Decisions are not easy to make. Get good advice. Listen to what your parents have said regarding the brother-in-law and sister. Your parents will never feel comfortable in a place where they haven't been very welcomed in the past. An estranged child hasn't suddenly changed into a loving, compassionate, caring person overnight. Listen to Dad's feelings. He should not have to change in order to be accommodated!
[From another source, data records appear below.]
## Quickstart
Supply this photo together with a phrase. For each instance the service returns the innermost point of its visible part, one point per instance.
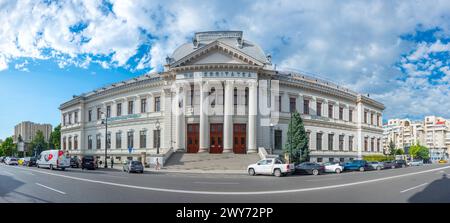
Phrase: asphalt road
(427, 183)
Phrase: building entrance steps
(207, 161)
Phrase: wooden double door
(239, 138)
(192, 138)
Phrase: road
(427, 183)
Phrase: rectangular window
(319, 108)
(292, 104)
(130, 107)
(319, 141)
(130, 141)
(330, 111)
(330, 141)
(350, 143)
(118, 140)
(108, 140)
(89, 142)
(157, 104)
(98, 140)
(143, 105)
(143, 139)
(75, 142)
(341, 142)
(99, 113)
(156, 138)
(306, 107)
(365, 144)
(119, 109)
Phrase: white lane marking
(8, 173)
(239, 193)
(412, 188)
(53, 189)
(215, 182)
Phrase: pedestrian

I pray that God will grant you the wisdom and voice you need to speak up and do what's best for your parents, and ultimately for everyone.
Helpful Answer (10)

With numerous marriages, incl. step and half sibs, so far so good, but I know how this may go down the road, but can only hope for the best.
I plan to help see them both through the end of their lives with love, grace and dignity, nothing short of what they have shown to me in my life. 
Helpful Answer (8)

Before making any decisions why not send Dad for a couple weeks visit to the enstranged sister & brother in law to see how he makes out?
Siblings can drop over for a visit - ( if the brother in law ) does not make astink about dropping over?? There will your answer!!
Helpful Answer (8)

Thanks for your candidacy. Sometimes I think it’s a psychological way for daughter not to have to see dad’s medical capacity as dad has always made the decisions. I say pull up your big girl panties and act like a true medical POA, not one waiting until money has run out and there are no longer any vacancies at A/L facility, so backed into only left alternative of living with her.  Unfortunately I am not a sib or a decision maker in this situation, only a long-standing ex spouse (it’s complicated) who remains a loving family friend whom both parents trust and love. Two of the four sibs wanting parents to live with daughter/sister were already ousted of their an inheritance from biological father, which is why i am thinking I may be right on the mark. I feel I see this situation ever so clearly, but unfortunately they choose not to see what I see. I am treading lightly with sibs as I don’t want to ruin 40 yr relationships, though it’s so hard to watch from sidelines when I have been so involved so much with their lives and illnesses thus far. 😔
Helpful Answer (6)

How ridiculous! Your Dad should definitely make the decision. I've worked in assisted living as a nurse and I plan to go there someday when I get to the point I can't take care of myself. My kids would object but not for mercenary reasons but because they love me. AL have good meals, socialization, entertainment and you are assured of good medical care. My mother said, never live with your children. Earlier in life, my husband and I didn't listen and built a mother-in-law house on my daughter's and her husband's property. Unfortunately, my ex-son-in-law, who wasn't a very nice person, decided he wouldn't work anymore and we lost our home as well as his and my daughter's home. And there were many other incidences in his personality that were defective so your Dad will find that out if he moves in with one of his children and he gets more grief than he can imagine. He and his wife will live a lot longer in a positive atmosphere than a negative one.